Regardless, I Was simply trying to put forwards an idea I came accross and wouldnt know if it was valid or not. I do know taht the exhaust side of the rotarys peripherial housing retains all the heat, and because heat only moves one way ID figure that would CONTRIBUTE to keeping the heat in the exhaust gas instead of out into the metal - I do know piston engines are more efficient at operating temperature instead of when its too cold and its losing heat to the head and cylinder walls, why would a rotary be different?
Also, I know of 700 hp N/A big cube v8s... you dont need tons and tons of valves necessarily, its by virtue of the fact that FIA keeps lowering the displacement theyre allowed to work with and they HAVE to rev high.
But, well, we've gone off track. heh.
#50
Mattgls23,
The advantages of a racing rotary as I see it:
It makes a great race car engine for production car classes because:
1) compact, short, can be placed far back in a front engine chassis to get good weight distribution
2) all racing bodies classify cars based on engine displacement, and the rotary makes great power per cc for a production engine (can't compare it to a strictly race F1 engine, but those go for a million $ a piece)
3) I can build a great peripheral port race engine for $7000 that is capable of racing with and sometimes beating $20,000 n/a nissan and porsche engines
4) I can run on 93 octane pump gasoline - a rotary likes fast burn fuels, that saves me a lot of money versus expensive $7 a gallon race gas
5) my racing rotary PP engine lasts a very long time, longer than the piston motors I race against. My last 12A PP motor had 26 hours on it when I pulled it to step up to a 13B PP. The 12A PP was still running strong, and I sold it for almost half of what I paid for it.
6) The PP rotary is the only Japanese engine to ever win the LeMans 24 hour race overall - not Honda, not Toyota, not Nissan, not even Chevy has ever been able to do that
Disadvantages:
1) low torque, can be slow off the corners if you don't have an extremely close ratio gear box
2) high fuel consumption
3) many sanctioning bodies discriminate against rotaries, and use either high "equivalency factors" or small intake restrictors to choke rotary horsepower. A rotary is very sensitive to intake and exhaust restrictions. This is why rotaries have not been in the head lines of pro racing since Mazda won LeMans in 1991.

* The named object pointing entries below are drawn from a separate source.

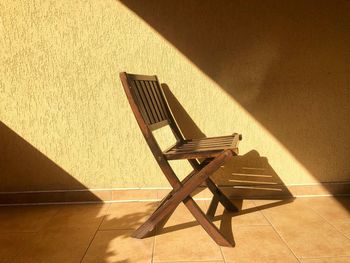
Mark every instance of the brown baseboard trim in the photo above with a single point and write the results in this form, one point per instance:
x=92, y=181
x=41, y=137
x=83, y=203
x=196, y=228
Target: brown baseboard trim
x=153, y=194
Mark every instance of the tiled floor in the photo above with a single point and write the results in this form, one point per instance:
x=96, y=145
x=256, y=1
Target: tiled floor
x=307, y=230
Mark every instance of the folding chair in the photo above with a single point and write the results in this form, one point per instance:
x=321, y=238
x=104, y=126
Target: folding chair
x=152, y=112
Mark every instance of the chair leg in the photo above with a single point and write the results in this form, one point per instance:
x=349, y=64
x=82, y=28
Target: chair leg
x=212, y=207
x=181, y=194
x=208, y=226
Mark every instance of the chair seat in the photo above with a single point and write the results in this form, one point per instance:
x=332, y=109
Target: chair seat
x=202, y=148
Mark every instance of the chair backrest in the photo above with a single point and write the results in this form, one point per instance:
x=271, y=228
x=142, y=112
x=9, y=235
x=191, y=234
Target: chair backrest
x=149, y=105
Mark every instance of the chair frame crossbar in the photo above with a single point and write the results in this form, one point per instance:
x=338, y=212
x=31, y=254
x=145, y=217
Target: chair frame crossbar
x=151, y=111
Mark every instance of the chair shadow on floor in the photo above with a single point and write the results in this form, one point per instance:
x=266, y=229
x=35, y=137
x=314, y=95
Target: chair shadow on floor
x=248, y=176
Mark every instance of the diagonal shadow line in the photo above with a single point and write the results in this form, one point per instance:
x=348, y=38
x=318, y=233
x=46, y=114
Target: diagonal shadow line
x=275, y=79
x=29, y=176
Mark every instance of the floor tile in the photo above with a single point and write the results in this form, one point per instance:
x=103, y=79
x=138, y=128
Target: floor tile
x=25, y=218
x=77, y=216
x=248, y=215
x=13, y=243
x=342, y=226
x=326, y=260
x=118, y=246
x=185, y=244
x=66, y=245
x=330, y=208
x=258, y=244
x=127, y=215
x=305, y=232
x=183, y=216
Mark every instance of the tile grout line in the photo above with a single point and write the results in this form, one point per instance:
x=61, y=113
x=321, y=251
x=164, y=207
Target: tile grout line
x=154, y=244
x=222, y=254
x=281, y=238
x=92, y=239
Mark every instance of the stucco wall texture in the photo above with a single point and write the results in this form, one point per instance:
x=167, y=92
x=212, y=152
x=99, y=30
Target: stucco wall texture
x=66, y=123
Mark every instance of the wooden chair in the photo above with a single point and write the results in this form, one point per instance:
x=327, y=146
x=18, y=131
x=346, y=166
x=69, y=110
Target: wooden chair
x=152, y=112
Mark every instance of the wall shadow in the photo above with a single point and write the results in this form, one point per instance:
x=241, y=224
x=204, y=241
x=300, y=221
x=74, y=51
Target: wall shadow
x=245, y=176
x=286, y=63
x=24, y=165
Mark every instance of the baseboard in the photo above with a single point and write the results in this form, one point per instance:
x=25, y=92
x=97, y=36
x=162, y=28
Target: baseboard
x=154, y=194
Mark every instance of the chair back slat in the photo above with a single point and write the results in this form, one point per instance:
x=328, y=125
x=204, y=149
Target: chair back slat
x=148, y=96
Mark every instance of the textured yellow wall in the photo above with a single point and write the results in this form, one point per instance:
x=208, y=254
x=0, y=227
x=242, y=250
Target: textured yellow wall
x=60, y=92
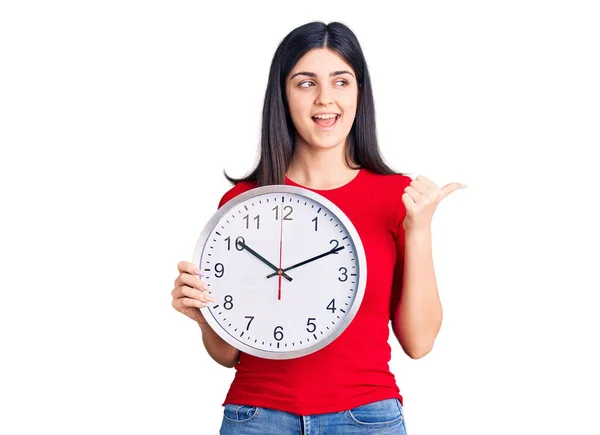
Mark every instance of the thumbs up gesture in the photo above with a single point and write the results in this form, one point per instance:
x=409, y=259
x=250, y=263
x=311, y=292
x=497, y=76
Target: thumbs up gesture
x=421, y=198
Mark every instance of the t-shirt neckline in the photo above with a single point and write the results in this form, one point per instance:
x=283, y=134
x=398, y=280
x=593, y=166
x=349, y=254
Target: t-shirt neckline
x=343, y=186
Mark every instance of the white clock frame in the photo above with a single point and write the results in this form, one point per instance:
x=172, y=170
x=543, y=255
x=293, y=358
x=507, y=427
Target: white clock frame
x=283, y=353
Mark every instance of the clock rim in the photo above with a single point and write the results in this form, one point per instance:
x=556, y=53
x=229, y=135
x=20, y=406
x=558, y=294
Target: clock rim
x=361, y=259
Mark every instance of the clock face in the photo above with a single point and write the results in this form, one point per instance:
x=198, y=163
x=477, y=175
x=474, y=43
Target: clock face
x=287, y=269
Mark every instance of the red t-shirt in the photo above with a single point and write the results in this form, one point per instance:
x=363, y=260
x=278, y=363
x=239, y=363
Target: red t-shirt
x=353, y=370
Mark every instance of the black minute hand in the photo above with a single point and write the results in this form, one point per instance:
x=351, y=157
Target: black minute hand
x=264, y=260
x=333, y=251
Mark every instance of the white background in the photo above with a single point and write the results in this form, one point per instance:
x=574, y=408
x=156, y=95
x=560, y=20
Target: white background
x=117, y=119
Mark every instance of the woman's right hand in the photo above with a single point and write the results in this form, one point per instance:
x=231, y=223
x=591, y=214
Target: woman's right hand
x=190, y=292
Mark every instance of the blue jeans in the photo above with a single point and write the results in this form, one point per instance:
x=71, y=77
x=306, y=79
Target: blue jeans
x=385, y=417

I have been running rotaries since 1983. I have been running PP motors since 1997.
The advantages of a racing rotary as I see it:
It makes a great race car engine for production car classes because:
1) compact, short, can be placed far back in a front engine chassis to get good weight distribution
2) all racing bodies classify cars based on engine displacement, and the rotary makes great power per cc for a production engine (can't compare it to a strictly race F1 engine, but those go for a million $ a piece)

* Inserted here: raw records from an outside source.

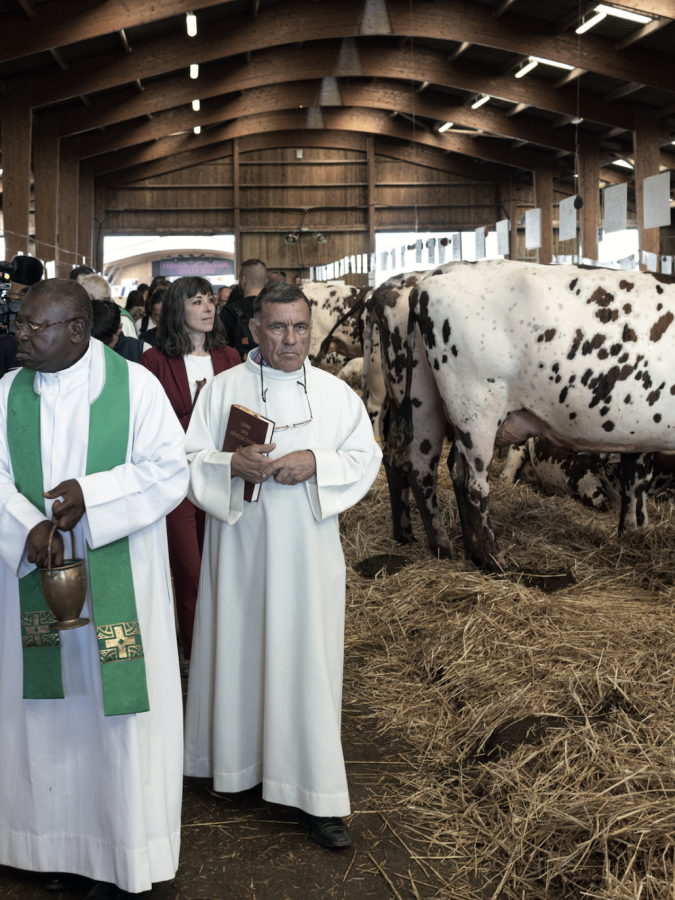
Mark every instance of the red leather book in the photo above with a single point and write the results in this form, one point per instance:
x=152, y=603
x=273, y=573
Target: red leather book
x=243, y=429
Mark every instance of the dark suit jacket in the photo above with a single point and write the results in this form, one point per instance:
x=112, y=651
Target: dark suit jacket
x=171, y=372
x=8, y=354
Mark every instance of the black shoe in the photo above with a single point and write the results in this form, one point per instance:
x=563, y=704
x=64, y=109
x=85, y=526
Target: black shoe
x=103, y=891
x=59, y=881
x=329, y=831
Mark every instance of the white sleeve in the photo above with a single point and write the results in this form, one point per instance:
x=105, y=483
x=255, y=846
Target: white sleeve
x=154, y=479
x=344, y=475
x=212, y=487
x=18, y=516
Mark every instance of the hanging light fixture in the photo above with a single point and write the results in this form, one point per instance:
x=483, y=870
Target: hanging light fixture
x=529, y=65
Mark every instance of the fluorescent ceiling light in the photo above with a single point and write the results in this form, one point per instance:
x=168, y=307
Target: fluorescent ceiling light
x=531, y=64
x=589, y=23
x=552, y=62
x=622, y=14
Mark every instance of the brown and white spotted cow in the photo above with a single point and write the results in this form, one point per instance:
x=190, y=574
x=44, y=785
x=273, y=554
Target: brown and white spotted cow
x=593, y=478
x=580, y=356
x=387, y=312
x=583, y=476
x=329, y=303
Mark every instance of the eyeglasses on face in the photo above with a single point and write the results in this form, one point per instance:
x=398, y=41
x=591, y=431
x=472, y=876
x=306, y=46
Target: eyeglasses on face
x=31, y=329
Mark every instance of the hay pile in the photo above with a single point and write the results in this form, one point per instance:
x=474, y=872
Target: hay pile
x=581, y=804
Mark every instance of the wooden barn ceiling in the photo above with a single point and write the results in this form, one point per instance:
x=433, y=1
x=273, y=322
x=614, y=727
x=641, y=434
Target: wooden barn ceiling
x=117, y=74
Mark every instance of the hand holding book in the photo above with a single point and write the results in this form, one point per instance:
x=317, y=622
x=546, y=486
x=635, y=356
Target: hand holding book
x=250, y=463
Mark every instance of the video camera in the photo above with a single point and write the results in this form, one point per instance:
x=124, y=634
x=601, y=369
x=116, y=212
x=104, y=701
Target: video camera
x=21, y=270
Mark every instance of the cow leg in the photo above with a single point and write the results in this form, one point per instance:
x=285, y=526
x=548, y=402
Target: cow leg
x=470, y=474
x=637, y=470
x=423, y=479
x=400, y=504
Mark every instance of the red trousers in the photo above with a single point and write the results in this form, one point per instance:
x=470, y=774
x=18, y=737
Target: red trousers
x=185, y=530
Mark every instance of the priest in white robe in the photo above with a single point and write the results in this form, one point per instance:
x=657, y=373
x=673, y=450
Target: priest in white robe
x=265, y=692
x=87, y=787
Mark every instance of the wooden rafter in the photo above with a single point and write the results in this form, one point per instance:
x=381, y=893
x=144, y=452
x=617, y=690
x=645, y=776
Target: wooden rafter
x=297, y=94
x=365, y=120
x=423, y=156
x=69, y=21
x=305, y=20
x=318, y=60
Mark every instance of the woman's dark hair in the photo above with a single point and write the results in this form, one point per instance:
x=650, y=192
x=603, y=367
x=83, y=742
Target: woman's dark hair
x=106, y=320
x=172, y=336
x=134, y=299
x=157, y=283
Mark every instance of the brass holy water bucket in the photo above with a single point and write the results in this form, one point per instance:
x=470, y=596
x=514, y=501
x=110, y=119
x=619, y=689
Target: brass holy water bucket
x=64, y=588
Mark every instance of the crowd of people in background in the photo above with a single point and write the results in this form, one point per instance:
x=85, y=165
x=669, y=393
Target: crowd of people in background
x=110, y=439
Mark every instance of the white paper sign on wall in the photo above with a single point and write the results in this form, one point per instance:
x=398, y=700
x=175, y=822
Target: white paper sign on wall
x=567, y=227
x=480, y=242
x=533, y=229
x=650, y=260
x=656, y=200
x=615, y=203
x=503, y=237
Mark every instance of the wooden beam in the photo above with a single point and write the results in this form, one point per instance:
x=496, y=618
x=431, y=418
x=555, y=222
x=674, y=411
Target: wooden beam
x=372, y=121
x=305, y=20
x=46, y=182
x=236, y=203
x=459, y=51
x=69, y=184
x=16, y=146
x=646, y=141
x=99, y=222
x=372, y=195
x=624, y=91
x=508, y=197
x=59, y=59
x=589, y=174
x=543, y=198
x=319, y=60
x=85, y=213
x=569, y=77
x=503, y=6
x=390, y=96
x=419, y=155
x=70, y=21
x=650, y=28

3) I can build a great peripheral port race engine for $7000 that is capable of racing with and sometimes beating $20,000 n/a nissan and porsche engines
4) I can run on 93 octane pump gasoline - a rotary likes fast burn fuels, that saves me a lot of money versus expensive $7 a gallon race gas
5) my racing rotary PP engine lasts a very long time, longer than the piston motors I race against. My last 12A PP motor had 26 hours on it when I pulled it to step up to a 13B PP. The 12A PP was still running strong, and I sold it for almost half of what I paid for it.

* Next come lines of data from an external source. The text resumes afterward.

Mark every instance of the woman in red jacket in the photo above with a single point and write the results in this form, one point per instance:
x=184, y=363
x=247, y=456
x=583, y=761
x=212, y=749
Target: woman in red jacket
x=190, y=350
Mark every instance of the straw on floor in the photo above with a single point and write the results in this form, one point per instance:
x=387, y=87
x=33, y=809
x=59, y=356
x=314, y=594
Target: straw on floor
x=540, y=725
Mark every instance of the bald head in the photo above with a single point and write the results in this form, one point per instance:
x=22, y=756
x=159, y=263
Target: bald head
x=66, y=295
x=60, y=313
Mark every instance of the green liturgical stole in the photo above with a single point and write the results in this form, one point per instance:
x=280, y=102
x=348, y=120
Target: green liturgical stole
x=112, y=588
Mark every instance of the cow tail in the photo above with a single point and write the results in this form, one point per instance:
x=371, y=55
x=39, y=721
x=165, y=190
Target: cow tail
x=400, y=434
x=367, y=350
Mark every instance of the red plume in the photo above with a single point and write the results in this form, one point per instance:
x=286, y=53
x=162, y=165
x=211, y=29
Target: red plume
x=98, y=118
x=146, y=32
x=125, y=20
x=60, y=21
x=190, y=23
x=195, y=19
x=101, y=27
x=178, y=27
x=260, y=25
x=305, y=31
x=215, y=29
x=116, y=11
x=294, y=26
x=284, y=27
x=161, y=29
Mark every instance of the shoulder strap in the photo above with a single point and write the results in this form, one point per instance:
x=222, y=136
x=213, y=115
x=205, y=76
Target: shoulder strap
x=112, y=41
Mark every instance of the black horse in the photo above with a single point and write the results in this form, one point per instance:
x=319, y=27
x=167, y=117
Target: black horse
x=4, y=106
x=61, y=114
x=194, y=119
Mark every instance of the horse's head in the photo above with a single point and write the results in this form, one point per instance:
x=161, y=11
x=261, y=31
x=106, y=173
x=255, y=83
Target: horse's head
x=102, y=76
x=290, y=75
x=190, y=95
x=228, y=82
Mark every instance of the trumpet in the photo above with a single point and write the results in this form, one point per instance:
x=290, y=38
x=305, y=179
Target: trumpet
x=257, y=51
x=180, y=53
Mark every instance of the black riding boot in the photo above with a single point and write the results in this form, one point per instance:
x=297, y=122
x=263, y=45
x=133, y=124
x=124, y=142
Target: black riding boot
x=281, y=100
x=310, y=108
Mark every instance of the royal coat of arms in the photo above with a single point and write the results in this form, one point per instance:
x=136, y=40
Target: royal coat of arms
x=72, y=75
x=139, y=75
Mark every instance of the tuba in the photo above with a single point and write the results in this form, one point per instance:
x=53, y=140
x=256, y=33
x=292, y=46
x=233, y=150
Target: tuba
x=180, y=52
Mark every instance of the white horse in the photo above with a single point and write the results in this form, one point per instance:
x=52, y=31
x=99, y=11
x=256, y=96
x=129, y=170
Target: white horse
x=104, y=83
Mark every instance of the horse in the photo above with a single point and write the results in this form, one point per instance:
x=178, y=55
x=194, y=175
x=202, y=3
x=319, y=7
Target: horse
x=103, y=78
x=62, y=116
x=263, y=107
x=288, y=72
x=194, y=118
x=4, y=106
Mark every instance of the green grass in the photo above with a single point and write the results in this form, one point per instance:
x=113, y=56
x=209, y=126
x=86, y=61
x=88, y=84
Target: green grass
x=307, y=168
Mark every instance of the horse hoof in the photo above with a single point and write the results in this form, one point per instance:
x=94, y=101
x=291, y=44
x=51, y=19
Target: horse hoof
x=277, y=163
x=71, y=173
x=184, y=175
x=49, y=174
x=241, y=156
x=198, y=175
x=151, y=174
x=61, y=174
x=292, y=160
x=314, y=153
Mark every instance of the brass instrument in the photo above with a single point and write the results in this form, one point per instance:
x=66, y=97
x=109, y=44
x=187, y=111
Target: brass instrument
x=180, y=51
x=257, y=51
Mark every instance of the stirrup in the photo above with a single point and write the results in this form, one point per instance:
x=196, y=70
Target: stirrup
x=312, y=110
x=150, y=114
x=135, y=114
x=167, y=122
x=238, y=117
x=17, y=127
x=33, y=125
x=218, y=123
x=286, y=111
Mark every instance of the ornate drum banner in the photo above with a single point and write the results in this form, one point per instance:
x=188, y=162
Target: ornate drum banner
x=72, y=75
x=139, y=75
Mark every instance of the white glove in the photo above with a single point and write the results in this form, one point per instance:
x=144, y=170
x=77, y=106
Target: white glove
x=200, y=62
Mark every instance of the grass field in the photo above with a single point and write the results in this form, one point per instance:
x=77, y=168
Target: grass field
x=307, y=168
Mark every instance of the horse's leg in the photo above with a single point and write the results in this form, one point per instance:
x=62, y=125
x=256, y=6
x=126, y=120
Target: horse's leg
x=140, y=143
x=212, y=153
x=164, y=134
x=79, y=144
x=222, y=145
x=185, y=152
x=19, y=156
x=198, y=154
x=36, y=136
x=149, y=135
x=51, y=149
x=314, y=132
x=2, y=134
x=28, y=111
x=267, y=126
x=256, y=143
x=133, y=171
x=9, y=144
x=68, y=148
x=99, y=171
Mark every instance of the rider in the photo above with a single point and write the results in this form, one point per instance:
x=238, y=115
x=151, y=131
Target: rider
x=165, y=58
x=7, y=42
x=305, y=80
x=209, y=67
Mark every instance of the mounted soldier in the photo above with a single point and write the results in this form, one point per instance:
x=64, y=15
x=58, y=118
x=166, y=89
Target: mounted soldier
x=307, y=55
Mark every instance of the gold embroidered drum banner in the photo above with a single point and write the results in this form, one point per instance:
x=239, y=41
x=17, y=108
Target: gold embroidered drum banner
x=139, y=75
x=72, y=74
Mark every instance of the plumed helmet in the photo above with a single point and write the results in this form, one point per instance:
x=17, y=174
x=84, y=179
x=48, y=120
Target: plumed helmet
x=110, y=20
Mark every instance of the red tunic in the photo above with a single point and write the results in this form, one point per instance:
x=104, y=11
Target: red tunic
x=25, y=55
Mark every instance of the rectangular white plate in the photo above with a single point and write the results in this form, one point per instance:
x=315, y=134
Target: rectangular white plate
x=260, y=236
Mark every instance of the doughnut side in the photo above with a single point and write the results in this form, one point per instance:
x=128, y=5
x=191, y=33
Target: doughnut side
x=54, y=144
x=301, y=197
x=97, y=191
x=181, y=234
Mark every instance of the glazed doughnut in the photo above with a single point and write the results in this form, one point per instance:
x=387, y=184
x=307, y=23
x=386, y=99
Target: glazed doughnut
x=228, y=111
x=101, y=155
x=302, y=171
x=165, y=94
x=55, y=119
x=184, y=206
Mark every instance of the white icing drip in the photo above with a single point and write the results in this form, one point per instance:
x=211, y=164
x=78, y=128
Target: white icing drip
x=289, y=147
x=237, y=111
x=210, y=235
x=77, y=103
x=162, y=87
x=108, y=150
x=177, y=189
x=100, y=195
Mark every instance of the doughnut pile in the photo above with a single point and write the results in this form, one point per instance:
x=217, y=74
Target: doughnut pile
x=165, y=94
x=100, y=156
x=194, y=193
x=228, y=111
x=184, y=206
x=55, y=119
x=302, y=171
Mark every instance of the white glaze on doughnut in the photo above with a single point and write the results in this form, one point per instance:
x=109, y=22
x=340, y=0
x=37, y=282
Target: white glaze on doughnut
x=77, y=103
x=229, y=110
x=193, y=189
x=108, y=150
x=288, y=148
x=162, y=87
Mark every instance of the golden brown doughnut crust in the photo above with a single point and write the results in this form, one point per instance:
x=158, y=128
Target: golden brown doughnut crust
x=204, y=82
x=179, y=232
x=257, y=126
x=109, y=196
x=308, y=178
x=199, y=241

6) The PP rotary is the only Japanese engine to ever win the LeMans 24 hour race overall - not Honda, not Toyota, not Nissan, not even Chevy has ever been able to do that
Disadvantages:
1) low torque, can be slow off the corners if you don't have an extremely close ratio gear box
2) high fuel consumption
3) many sanctioning bodies discriminate against rotaries, and use either high "equivalency factors" or small intake restrictors to choke rotary horsepower. A rotary is very sensitive to intake and exhaust restrictions. This is why rotaries have not been in the head lines of pro racing since Mazda won LeMans in 1991.
I have been running rotaries since 1983. I have been running PP motors since 1997.